We hide it. We put them away. Burn em or bury em 'cause Death doesn't sell.
Can't have you pondering meaning. Need you disgruntled and chasing
the next big thing.
I thought of all the fashion I didn't care about. How living here, in one of the capitals of moda, I'd seen the waves... every four months... in the fall it had been studs and spikes on even the most garish heels... and the winter it had been skulls... sewn or embroidered or jeweled...
Now it was camouflage skirts and pants... you could see the waves sweep over all the stores along Buenos Aires or in Vittoria...
That's why we weren't thinking about death. There wasn't any meaning to the fads, but they had to be had. Too much death would remind you of what was really important. Enough clothing to last... and family and friends to share the journey. That's all that mattered. And here we were, bent and spun and separated, divided, conquered, bought and traded...

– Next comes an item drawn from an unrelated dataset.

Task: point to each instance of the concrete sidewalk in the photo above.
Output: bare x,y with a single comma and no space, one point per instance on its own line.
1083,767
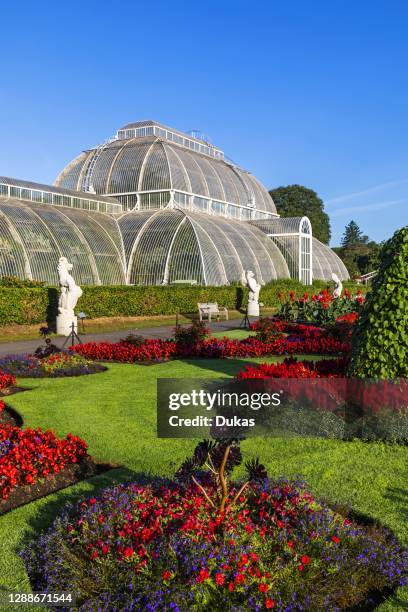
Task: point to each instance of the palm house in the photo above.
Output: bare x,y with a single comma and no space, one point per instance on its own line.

"Working jobs we hate to buy shit we don't need..."
I was wearing a T-shirt I'd have for six years. It was soft and familiar. It had no holes. It sufficed me.
The skulls at eye-level had slips of paper rolled up and pushed through the grate into their eyesockets. Prayers, she said they were, and promises. Requests to the monolith of bones, hopes passed to the other side.
The Australian slipped a finger through the grate and rubbed the cranium of a pale brown skull, as if to see if it were real. I was tempted to do the same. But I'd feasted on enough death of late. I'd stopped harping on them, but they were always around... and that was enough reminder to keep it together, keep the hunger for what was True separate from the 'reality' that was laid out to distract, frustrate and induce consumption. The sound and fury, the colors of nothingness that filled the streets like a flood.
On the way home there was a line of a hundred people queued at some Coke gimmick machine that would print their name on a bottle.
And not 200 meters away, the wall of bones remained, dark and quiet and truer and more honest than any of it.